12-19-2008, 04:29 PM
Just got of these beautiful cameras and I am going to try and make some film to fit...do you have any experience of doing this, did you make a roll or individual negative frames? Or if anyone knows if 122 roll film exists...thanks

Nicholas Lindan
12-19-2008, 05:23 PM

01-23-2009, 11:22 AM
Several resources are available to help in spooling your own film for popular, discontinued roll sizes.

The most variable part of the process is finding a source for bulk film that you can cut and reload. In better days, 70mm unperforated film was easy to get for 116/616 reloads, and aerial film in 5" to 9.5" sizes was fairly available as well. Lately, I've had to hunt for even outdated sources of these materials. If you want to feed your camera collection, this is simply something you will have to research and obtain on your own.

Given that you have a source for film, you will need a splitter for it, a spool supply, and backing paper (since the original papers do wear out).

For information about splitting film, search for "film splitter." For example, here in apug, search for postings by Donald Qualls describing his splitter ideas. I use a swing-arm paper cutter in the dark (with care!), first cutting a desired length from a reel of the bulk film, then setting up a guide jig on the cutter so that I can feed the length through, slice by slice, until I have separated a reloadable strip.
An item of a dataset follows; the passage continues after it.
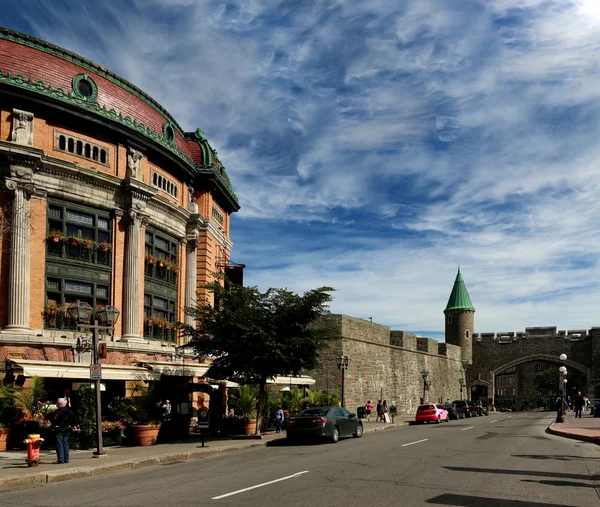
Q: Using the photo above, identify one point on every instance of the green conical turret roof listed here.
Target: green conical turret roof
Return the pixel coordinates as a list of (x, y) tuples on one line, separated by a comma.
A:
[(459, 298)]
THIS is the part of the operation where time=money, but if you do it for yourself, it is definitely a savings over the commercial costs.
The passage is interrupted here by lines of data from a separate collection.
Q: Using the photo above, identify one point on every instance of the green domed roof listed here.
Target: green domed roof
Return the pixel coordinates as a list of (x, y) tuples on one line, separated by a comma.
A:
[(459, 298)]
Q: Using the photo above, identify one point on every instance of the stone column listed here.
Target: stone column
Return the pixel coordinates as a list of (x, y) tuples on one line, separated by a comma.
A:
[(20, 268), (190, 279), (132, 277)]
For a source of spools, Dean Williams made a sort of sleeper announcement here that bears repeating:
Dean's models are based on measurements from Kodak spools that I provided him, and I have used his spools as replacements that work perfectly. I recommend them! Contact him about prices as he makes these to order.

For instructions on making up backing papers (including the reload lengths that you'll need for the splitting operation above), see my article,Kodak paper lengths by film type (http://www.realtime.net/~donday/photo/paper-lengths.html).

While preparing your own film reloads involves investment and work on your part, it is very satisfying to load your old cameras with film using a process that is under your control, as long as the film sources hold out and you don't slice off a fingertip! :mad:

01-23-2009, 12:04 PM
thanks for this, it's great. I'm going to investigate over the weekend...

01-23-2009, 07:32 PM
To help me avoid repeating myself, check here. (http://www.apug.org/forums/forum51/53577-i-just-got-kodak-3a-camera.html)

01-23-2009, 09:40 PM
Hello all,

This is quoted from their web site:

"Film For Classics Press Release

Film For Classics (F.F.C.) will discontinue direct sales as of January 1, 2009. Our products will still be offered at one of the following dealerships.

B&H Photo-Video, Inc
420 Ninth Ave.
New York, NY 10001
1 (212) 502-6200 Extension 71
1 (800) 972-5999 Extension 71

Central Camera Co., Inc
230 S. Wabash Ave.
Chicago, Il 60604
1 (800) 421-1899

Contact these dealers for offerings and prices, as not all dealers offer all of our products"

There is a bit more info about prepaid mailers on the site.